Based on current trends, American expects its second-quarter capacity to be down 20 to 25 percent compared to the second quarter of 2019. The company also expects its second- quarter adjusted pre-tax margin to be between negative 27 percent and negative 30 percent.

The company will continue to match its forward capacity with observed bookings trends.

American's Chairman and CEO Doug Parker said, "Looking forward, with the momentum underway from the first quarter, we see signs of continued recovery in demand. We remain confident the network enhancements, customer-focused improvements and efficiency measures we've put into place will ensure American is well-positioned for the recovery."

For the first quarter, net loss was $1.25 billion, or $1.97 per share, compared to last year's loss of $2.24 billion or $5.26 per share. Excluding net special items, first-quarter net loss was $2.7 billion, or $4.32 per share.

On average, 17 analysts polled by Thomson Reuters expected loss of $4.30 per share.
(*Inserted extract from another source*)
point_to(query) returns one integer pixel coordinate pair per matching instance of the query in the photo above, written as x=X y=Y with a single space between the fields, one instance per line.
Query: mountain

Analysts' estimates typically exclude special items.

Total operating revenues were $4.01 billion, down 53 percent from last year's $8.52 billion, on a 39 percent year-over-year reduction in total available seat miles or ASMs. Analysts were looking for revenues of $4.04 billion.

Passenger revenues fell 58.6 percent from last year to $3.18 billion. Cargo revenues more than doubled from last year.

In pre-market activity on Nasdaq, American Airlines shares were trading at $21.63, up 2.95 percent.